Online money market mutual fund trading portal Institutional Cash Distributors (ICD) published a "white paper" yesterday entitled, "Money Market Fund Reform Option #9," which "contends that significant corrective reforms made to Rule 2a-7 by the U.S. Securities and Exchange Commission in 2010 are already in place and working." A press release argues, "[T]he synthesis of the new fund data made available from these 2010 reforms, combined with new industry exposure analytics applications, have resulted in a comprehensive, end-to-end MMF investing process that the market place is widely adopting. This is Option #9."

The release explains, "There is an ongoing and spirited debate about how to best reduce Money Market Funds' (MMF) susceptibility to systemic risk. The October 2010 President's Working Group (PWG) Money Market Fund Reform Options report provided ... eight [possible] reform options and summarize[d] the potential pros and cons of their implementation.... This ICD commentary contends that the significant corrective reforms made to Rule 2a-7 by the SEC in 2010 are already in place and working, and that these reforms have been proactively adopted by industry leaders."

ICD's paper states, "Money Market Fund Reform Option #9 makes best use of the 2010 SEC Rule 2a-7 fund holdings disclosures and minimum liquidity requirements amendments in innovating new MMF investment guidelines and exposure analytics applications. Further, this industry-adopted solution -- referred to collectively as Option #9 -- has reduced the critical risk management gaps that caused the run on MMFs in 2008."

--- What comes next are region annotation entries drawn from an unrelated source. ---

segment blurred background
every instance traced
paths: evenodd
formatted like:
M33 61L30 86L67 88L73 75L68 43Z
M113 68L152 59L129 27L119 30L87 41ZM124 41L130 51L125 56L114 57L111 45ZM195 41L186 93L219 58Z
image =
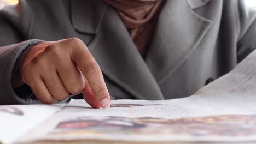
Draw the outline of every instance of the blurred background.
M245 0L245 1L248 6L256 7L256 0ZM18 2L18 0L0 0L0 9L6 5L15 4Z

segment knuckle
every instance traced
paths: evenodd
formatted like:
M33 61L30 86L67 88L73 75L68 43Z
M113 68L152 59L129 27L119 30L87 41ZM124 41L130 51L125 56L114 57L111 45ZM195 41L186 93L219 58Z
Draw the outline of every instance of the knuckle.
M63 91L60 94L53 95L54 98L59 100L62 100L68 97L69 93L67 91Z
M106 85L100 86L97 88L97 92L98 93L107 93L107 92L108 92L108 89L107 89L107 87L106 86Z
M68 39L70 43L72 44L75 47L84 47L84 43L83 40L80 40L80 39L77 38L71 38Z
M69 91L69 93L72 94L75 94L81 92L83 90L83 88L82 88L80 85L78 85L78 86L75 86L73 88L71 88Z
M60 50L60 47L57 44L50 45L48 46L43 53L51 53L54 56L59 57L61 55L61 51Z
M57 100L53 99L50 95L48 97L44 97L44 98L40 99L39 100L46 104L53 104L57 103Z
M85 70L89 73L98 73L101 71L100 66L94 61L91 61L85 64Z

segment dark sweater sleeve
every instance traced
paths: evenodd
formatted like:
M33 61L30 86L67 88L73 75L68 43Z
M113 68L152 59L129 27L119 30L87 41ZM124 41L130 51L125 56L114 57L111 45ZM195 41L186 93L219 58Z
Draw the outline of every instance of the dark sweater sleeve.
M14 92L11 77L17 59L22 51L30 45L41 41L30 40L0 47L0 104L28 104L40 103L37 100L22 99Z

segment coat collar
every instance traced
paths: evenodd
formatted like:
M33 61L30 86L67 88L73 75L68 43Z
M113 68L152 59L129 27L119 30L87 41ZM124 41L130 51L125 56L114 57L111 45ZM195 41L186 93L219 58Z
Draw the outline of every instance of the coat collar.
M185 61L211 25L192 11L205 1L166 1L145 61L114 9L103 1L71 1L71 20L77 31L96 34L88 47L106 76L138 99L162 99L158 85Z

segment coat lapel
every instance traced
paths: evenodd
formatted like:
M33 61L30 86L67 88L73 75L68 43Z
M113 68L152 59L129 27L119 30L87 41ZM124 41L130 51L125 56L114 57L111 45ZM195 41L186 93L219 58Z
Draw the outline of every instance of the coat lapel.
M163 99L158 84L115 10L101 1L72 1L72 10L79 13L72 15L75 28L96 33L88 46L103 75L137 99ZM85 20L86 17L90 19ZM84 23L79 23L83 21Z
M166 1L145 61L103 1L71 1L72 22L77 31L95 34L88 47L105 76L136 98L163 99L158 85L191 53L212 24L192 10L207 1Z
M192 53L212 22L193 11L208 1L166 1L146 58L160 84Z

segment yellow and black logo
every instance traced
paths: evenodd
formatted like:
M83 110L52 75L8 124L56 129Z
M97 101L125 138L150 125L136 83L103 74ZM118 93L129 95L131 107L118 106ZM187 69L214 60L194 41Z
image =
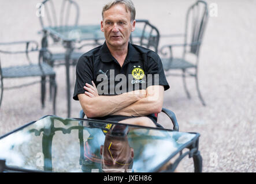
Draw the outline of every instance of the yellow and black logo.
M132 76L137 80L142 79L144 75L144 71L140 68L135 68L132 71Z

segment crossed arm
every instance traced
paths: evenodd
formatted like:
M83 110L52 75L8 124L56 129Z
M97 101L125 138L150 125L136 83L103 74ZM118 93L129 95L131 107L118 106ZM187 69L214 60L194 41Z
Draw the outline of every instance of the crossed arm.
M107 115L142 116L159 113L164 100L164 87L151 86L115 96L99 96L97 87L88 83L87 90L78 95L84 112L89 118Z

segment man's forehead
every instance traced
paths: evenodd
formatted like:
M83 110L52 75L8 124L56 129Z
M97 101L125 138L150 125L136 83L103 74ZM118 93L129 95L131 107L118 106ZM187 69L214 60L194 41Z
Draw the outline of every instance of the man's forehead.
M103 18L106 16L111 16L116 14L131 16L131 12L126 8L123 3L118 3L112 6L109 9L103 13Z

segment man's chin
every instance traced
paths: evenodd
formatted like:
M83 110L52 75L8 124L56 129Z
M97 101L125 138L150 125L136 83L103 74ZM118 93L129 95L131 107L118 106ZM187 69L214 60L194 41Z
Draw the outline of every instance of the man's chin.
M121 47L125 45L125 43L120 40L110 41L109 42L109 44L113 47Z

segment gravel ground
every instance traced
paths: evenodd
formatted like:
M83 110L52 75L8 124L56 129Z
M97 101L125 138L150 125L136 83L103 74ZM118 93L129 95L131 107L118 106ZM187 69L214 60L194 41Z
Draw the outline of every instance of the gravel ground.
M99 24L106 1L76 1L81 24ZM137 18L146 18L161 34L183 32L185 11L194 1L133 0ZM186 97L180 78L168 76L171 89L165 92L164 106L173 111L180 131L201 134L199 148L203 172L255 172L256 158L256 45L255 1L207 1L210 15L200 54L199 84L206 103L197 97L194 79L188 79L191 99ZM39 1L0 1L0 41L35 40L41 35L36 7ZM217 6L217 16L213 7ZM156 9L155 7L157 7ZM4 8L3 8L4 7ZM215 11L215 12L213 12ZM176 42L177 40L172 40ZM172 41L162 38L160 47ZM178 52L177 51L177 52ZM18 62L16 56L1 56L2 66ZM20 58L20 57L19 57ZM58 83L57 115L66 117L65 68L55 68ZM71 70L73 93L75 68ZM30 80L27 79L26 80ZM5 80L7 86L24 80ZM47 96L44 109L40 102L40 85L5 90L0 109L0 135L26 123L51 114ZM71 117L81 108L72 101ZM159 122L171 128L168 117L159 115ZM183 162L185 171L192 171L191 159Z

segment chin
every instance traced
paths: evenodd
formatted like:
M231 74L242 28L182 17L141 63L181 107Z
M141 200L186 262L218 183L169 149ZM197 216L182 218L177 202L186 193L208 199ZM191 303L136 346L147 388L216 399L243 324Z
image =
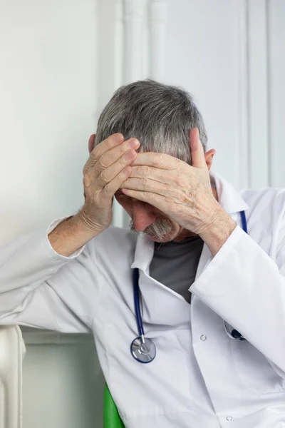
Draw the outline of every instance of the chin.
M162 237L158 238L155 235L152 235L150 233L146 233L147 236L155 243L169 243L170 241L173 240L175 238L179 235L179 233L176 230L172 230L172 232L168 233Z

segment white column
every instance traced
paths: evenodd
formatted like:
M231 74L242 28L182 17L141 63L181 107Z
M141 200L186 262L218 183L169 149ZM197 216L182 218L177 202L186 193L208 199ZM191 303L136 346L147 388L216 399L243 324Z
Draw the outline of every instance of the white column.
M150 76L158 81L165 76L166 24L165 0L150 0Z
M142 78L142 16L145 0L123 0L124 83Z
M249 185L269 185L269 108L266 0L248 2Z

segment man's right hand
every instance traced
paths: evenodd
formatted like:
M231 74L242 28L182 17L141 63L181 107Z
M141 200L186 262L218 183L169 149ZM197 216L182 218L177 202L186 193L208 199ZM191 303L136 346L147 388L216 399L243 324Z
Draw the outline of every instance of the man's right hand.
M93 142L95 137L90 137ZM122 134L115 133L90 152L83 168L85 203L78 216L91 232L100 233L110 225L114 194L129 177L139 146L136 138L124 141Z

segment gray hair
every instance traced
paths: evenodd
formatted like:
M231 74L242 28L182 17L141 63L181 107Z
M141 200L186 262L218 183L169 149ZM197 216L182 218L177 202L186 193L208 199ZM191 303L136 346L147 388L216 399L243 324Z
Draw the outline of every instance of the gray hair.
M204 121L190 93L180 88L147 79L119 88L102 111L95 144L121 133L136 138L138 151L163 153L191 165L189 131L197 128L204 151Z

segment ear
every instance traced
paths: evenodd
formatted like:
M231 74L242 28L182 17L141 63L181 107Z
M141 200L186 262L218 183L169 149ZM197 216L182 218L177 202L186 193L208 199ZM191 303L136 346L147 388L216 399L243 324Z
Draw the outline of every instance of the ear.
M89 153L90 153L91 151L93 150L94 148L94 144L95 144L95 138L96 138L96 134L92 134L92 136L90 136L89 137L89 141L88 141L88 150L89 150Z
M214 155L216 153L216 151L214 148L211 148L207 152L204 153L205 160L207 163L207 166L208 170L209 170L212 166L212 163L213 162Z

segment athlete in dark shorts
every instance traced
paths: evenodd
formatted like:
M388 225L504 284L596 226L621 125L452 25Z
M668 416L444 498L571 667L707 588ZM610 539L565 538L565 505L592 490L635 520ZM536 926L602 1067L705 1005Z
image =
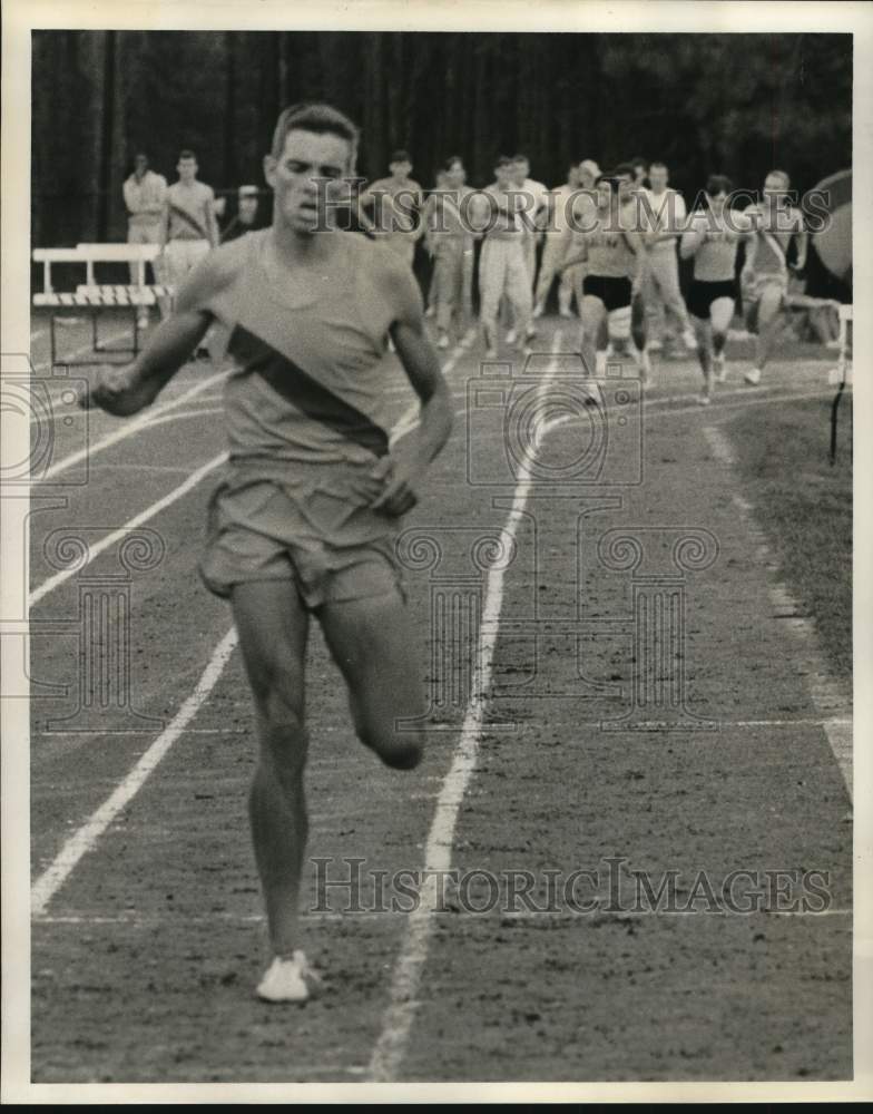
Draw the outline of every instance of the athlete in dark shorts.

They comment, "The notion that money market funds were the cause -- the ground zero of the financial crisis -- is to misunderstand the real causes and to misrepresent the role of corporate treasurers.... Their investment objectives are first and foremost preservation of capital, followed by liquidity, and then yield. Prior to 2008, investors, believing that all triple-A rated funds were equally safe in regards to preservation of capital and liquidity, focused more on yield. As the subprime mortgage backed securities were bundled into even bigger mortgage derivatives and the toxicity spread worldwide the credit ratings agencies continued to provide triple-A ratings to prime funds even as several fund managers took exceptional risks to increase their fund yields. Investors were blind to these foreboding exposures."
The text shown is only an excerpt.